To maintain the naturalistic displays of trees and shrubs, the hillside has to be managed to allow the water to flow down, through and off it into the burn. Water is channelled through a series of ditch networks, which are hand dug and cleared of leaf debris by the gardeners each winter – not a task for the faint hearted!
The burn then absorbs the water and it’s discharged, as one of many freshwater contributories, into Loch Fyne. But our story doesn’t end there. The burn has been in existence for millennia, changing direction and shape, carving out the gorge through the eroding forces of water. This is nature at its persistent best, unfettered by anthropogenic activities.
However, over the last 110 years this landscape has been shaped by various garden and woodland developments. Crarae Garden today is a classic example of how garden design creates something and subsequently attempts to work with, and in part control, at least one aspect of nature – in this case water.
The visitor experience in this area of the garden is mainly focused on walking alongside and crossing the burn, which offers numerous photogenic opportunities, particularly when the plants are at their floristic best. But in 2004 the path here experienced ‘wash out’ (where rainwater washed away the path), which was duly repaired, and more recently in 2020 the same path’s profile was further exacerbated by the increasingly intense storm events that washed many boulders down the burn. The gardeners on site thought that they were hearing loud thunder, but they were in fact hearing the large boulders smashing into each other!

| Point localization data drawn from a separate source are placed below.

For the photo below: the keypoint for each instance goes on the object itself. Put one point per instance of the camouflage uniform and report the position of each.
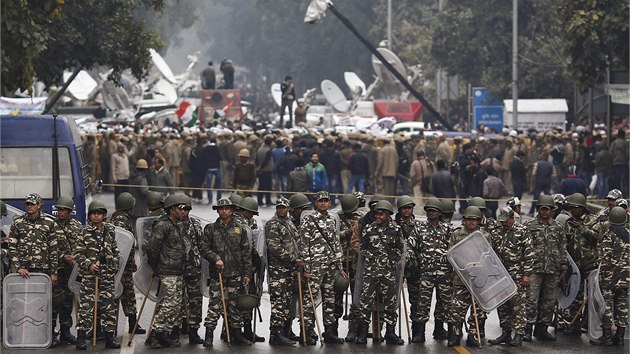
(323, 258)
(582, 246)
(123, 220)
(230, 244)
(92, 247)
(614, 257)
(167, 255)
(510, 244)
(68, 231)
(193, 299)
(282, 252)
(461, 300)
(381, 249)
(427, 247)
(545, 259)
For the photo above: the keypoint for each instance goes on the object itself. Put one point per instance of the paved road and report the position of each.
(562, 345)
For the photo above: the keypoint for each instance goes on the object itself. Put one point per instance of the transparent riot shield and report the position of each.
(482, 272)
(27, 320)
(125, 242)
(142, 277)
(568, 290)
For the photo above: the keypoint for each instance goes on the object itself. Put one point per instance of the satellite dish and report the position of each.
(354, 82)
(391, 83)
(334, 96)
(162, 66)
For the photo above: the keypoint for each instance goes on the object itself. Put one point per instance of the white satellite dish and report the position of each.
(82, 85)
(354, 82)
(334, 96)
(162, 66)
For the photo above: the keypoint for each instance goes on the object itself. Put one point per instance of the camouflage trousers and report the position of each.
(106, 310)
(192, 298)
(379, 287)
(542, 286)
(167, 311)
(427, 282)
(321, 280)
(616, 302)
(63, 298)
(281, 278)
(233, 287)
(461, 302)
(512, 313)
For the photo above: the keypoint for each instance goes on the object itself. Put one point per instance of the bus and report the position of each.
(44, 155)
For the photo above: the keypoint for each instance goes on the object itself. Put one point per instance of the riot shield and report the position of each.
(596, 305)
(28, 311)
(568, 290)
(482, 272)
(125, 242)
(142, 277)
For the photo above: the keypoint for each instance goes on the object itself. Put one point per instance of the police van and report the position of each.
(44, 155)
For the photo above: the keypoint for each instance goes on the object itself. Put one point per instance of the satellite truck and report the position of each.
(43, 154)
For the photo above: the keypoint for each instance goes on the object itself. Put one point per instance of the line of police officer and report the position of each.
(365, 247)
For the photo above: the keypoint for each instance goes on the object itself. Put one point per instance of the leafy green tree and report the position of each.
(41, 39)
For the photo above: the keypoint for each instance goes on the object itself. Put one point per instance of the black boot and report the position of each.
(391, 337)
(505, 337)
(454, 334)
(605, 339)
(517, 341)
(528, 333)
(619, 336)
(361, 333)
(207, 342)
(417, 332)
(278, 338)
(110, 341)
(330, 337)
(439, 332)
(193, 336)
(542, 334)
(166, 341)
(81, 345)
(132, 322)
(238, 338)
(65, 337)
(152, 342)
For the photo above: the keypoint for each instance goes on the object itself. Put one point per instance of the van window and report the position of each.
(25, 170)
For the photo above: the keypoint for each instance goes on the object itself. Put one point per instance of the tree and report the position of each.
(41, 39)
(596, 38)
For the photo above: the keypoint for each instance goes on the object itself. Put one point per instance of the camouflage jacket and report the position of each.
(33, 243)
(456, 237)
(96, 245)
(282, 248)
(320, 242)
(382, 246)
(230, 244)
(192, 231)
(510, 245)
(582, 241)
(166, 249)
(546, 251)
(68, 231)
(428, 245)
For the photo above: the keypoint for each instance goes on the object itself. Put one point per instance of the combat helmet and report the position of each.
(349, 203)
(384, 205)
(617, 216)
(97, 205)
(404, 201)
(299, 200)
(64, 202)
(125, 201)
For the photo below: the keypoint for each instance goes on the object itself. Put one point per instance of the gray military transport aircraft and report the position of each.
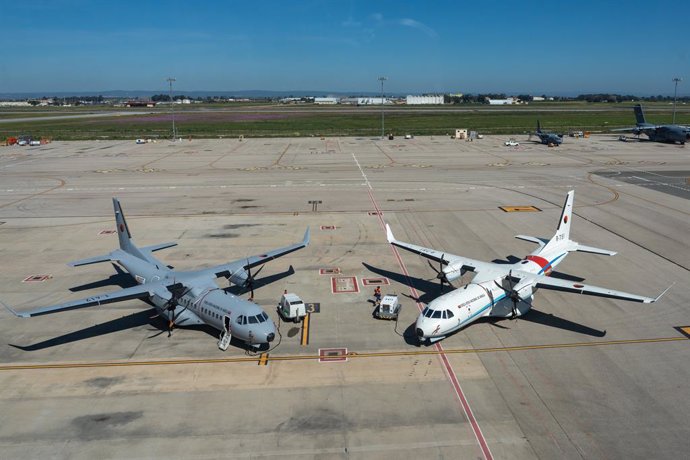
(547, 138)
(658, 133)
(184, 298)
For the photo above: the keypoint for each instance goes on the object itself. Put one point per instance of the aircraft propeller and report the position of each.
(440, 275)
(250, 280)
(513, 294)
(178, 291)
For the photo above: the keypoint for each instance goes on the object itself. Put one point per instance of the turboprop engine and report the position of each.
(453, 271)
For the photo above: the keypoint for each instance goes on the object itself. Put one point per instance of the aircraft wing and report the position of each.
(227, 270)
(556, 284)
(135, 292)
(446, 258)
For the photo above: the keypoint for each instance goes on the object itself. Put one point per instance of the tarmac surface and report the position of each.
(577, 377)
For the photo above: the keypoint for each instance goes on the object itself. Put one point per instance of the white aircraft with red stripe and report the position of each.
(502, 290)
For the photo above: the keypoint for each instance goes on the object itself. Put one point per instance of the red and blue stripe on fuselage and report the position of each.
(546, 266)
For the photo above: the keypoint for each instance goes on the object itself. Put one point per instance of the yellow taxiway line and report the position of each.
(263, 358)
(305, 330)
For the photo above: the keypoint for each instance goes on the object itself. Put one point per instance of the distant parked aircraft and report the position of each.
(546, 137)
(658, 133)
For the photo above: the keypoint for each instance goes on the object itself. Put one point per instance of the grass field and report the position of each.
(281, 121)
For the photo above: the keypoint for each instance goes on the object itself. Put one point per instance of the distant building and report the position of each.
(373, 101)
(506, 101)
(424, 100)
(140, 104)
(326, 100)
(14, 104)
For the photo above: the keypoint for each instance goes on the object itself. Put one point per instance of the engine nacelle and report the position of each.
(453, 271)
(526, 293)
(239, 278)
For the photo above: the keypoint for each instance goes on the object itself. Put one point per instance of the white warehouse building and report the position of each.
(326, 100)
(424, 100)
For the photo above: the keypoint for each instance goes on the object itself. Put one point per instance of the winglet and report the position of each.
(12, 310)
(659, 296)
(389, 234)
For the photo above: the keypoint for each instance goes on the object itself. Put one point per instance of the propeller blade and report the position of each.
(259, 271)
(432, 267)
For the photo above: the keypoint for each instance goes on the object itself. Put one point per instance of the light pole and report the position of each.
(383, 132)
(172, 107)
(675, 93)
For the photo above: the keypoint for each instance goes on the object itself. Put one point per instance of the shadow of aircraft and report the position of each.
(511, 259)
(121, 279)
(141, 318)
(546, 319)
(429, 289)
(147, 317)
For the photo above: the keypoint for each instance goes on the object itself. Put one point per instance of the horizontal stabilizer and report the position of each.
(579, 288)
(92, 260)
(158, 247)
(532, 239)
(582, 248)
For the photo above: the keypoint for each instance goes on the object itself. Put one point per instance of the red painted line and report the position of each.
(450, 373)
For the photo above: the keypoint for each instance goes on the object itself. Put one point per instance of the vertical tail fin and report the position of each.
(562, 236)
(639, 115)
(126, 243)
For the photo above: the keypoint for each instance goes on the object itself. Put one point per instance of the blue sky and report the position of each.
(538, 47)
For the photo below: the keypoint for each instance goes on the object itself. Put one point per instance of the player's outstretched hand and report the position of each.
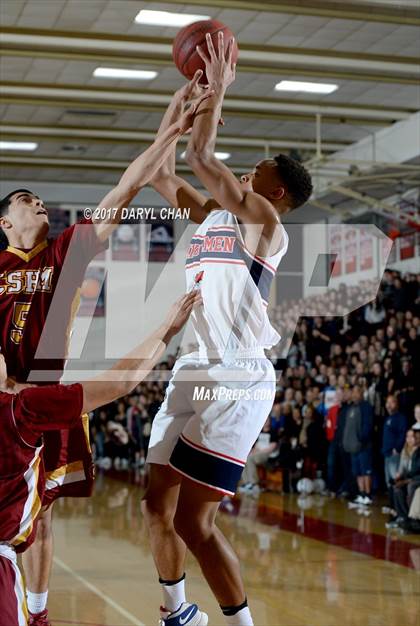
(192, 90)
(220, 69)
(8, 385)
(187, 118)
(181, 311)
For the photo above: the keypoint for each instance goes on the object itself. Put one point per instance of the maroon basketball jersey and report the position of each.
(30, 281)
(23, 419)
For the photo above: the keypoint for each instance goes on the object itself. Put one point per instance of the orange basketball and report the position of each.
(184, 48)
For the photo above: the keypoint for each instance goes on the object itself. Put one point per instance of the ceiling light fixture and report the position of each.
(116, 72)
(166, 18)
(18, 145)
(297, 85)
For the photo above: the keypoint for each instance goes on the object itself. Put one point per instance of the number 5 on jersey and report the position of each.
(20, 315)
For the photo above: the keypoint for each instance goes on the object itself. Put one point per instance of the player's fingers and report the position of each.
(221, 44)
(204, 96)
(202, 54)
(188, 297)
(210, 47)
(195, 79)
(229, 51)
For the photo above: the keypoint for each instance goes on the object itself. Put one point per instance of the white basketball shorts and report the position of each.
(211, 416)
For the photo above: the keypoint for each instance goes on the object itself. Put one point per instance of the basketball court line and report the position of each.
(112, 603)
(373, 545)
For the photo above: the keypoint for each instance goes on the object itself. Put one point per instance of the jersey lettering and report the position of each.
(26, 281)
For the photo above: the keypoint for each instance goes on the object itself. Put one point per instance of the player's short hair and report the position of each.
(5, 202)
(4, 207)
(296, 179)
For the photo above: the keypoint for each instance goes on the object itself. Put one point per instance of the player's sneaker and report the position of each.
(39, 619)
(187, 615)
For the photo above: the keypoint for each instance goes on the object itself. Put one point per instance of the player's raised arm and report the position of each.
(178, 192)
(140, 172)
(135, 366)
(216, 177)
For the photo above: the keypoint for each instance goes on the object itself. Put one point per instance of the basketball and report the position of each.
(184, 48)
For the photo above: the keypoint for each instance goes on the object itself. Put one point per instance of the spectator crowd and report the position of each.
(347, 406)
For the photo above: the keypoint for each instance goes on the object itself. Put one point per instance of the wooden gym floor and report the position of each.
(323, 566)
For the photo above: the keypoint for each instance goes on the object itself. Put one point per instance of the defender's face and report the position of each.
(263, 179)
(27, 212)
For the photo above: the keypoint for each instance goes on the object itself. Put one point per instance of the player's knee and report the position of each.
(44, 526)
(192, 530)
(155, 510)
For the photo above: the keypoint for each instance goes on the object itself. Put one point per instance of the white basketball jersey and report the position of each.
(235, 286)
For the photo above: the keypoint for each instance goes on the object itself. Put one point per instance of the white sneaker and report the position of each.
(187, 615)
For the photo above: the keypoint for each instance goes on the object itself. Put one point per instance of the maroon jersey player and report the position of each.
(26, 415)
(31, 269)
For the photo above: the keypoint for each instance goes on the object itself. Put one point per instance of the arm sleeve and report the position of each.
(50, 407)
(81, 241)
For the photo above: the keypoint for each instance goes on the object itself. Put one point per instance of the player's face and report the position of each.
(264, 179)
(27, 212)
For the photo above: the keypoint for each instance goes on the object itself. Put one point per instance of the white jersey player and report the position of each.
(219, 397)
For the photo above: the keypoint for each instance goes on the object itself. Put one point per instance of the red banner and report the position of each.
(366, 250)
(350, 249)
(336, 245)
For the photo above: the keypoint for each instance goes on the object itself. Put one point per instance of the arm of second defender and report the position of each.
(177, 191)
(135, 366)
(248, 206)
(142, 169)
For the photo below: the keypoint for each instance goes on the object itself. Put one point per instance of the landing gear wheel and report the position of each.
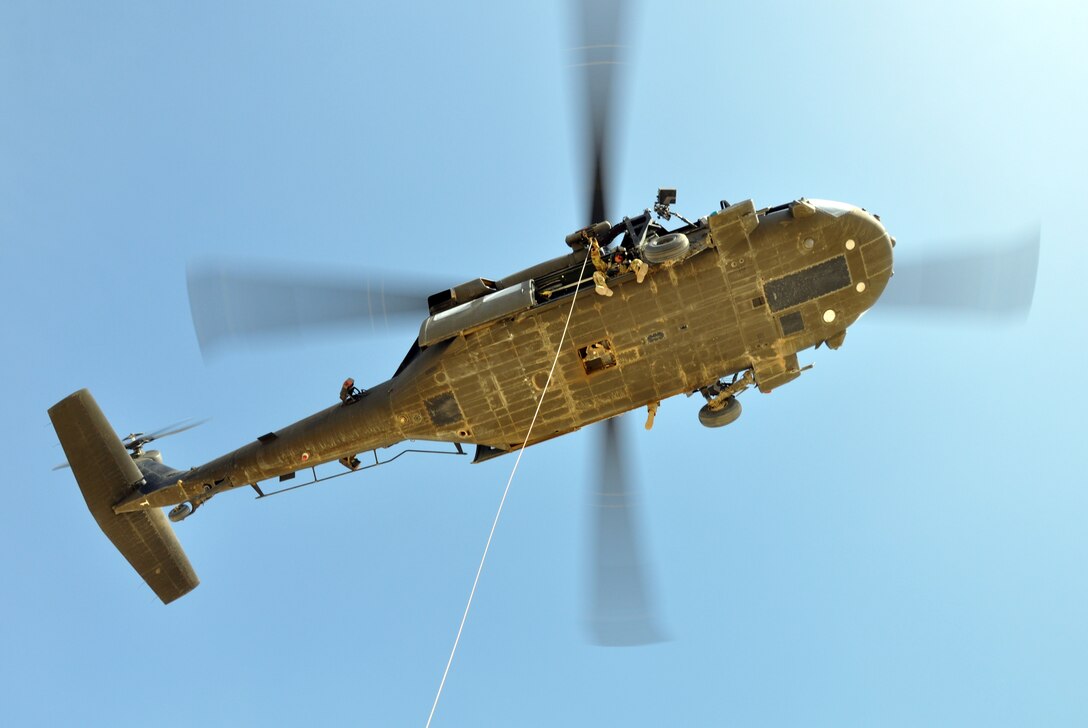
(720, 418)
(181, 511)
(665, 248)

When considered in the face of a changing climate, these events, augmented by additional burn wall-edge erosion issues, could mean that we will experience more frequent and potentially more damaging erosion to one of our key natural heritage assets. So, I feel that we’re entering a time of adaptation at Crarae Garden, and probably at many of our other designed landscapes. The Trust must lay down the practical steps needed to ensure these assets will still be here for future generations to experience. To that end, we will be taking immediate action at Crarae to repair the washed-out section of path, while making strategic decisions to create long-term practical solutions in mitigation of and adaptation to gardening in a changing climate.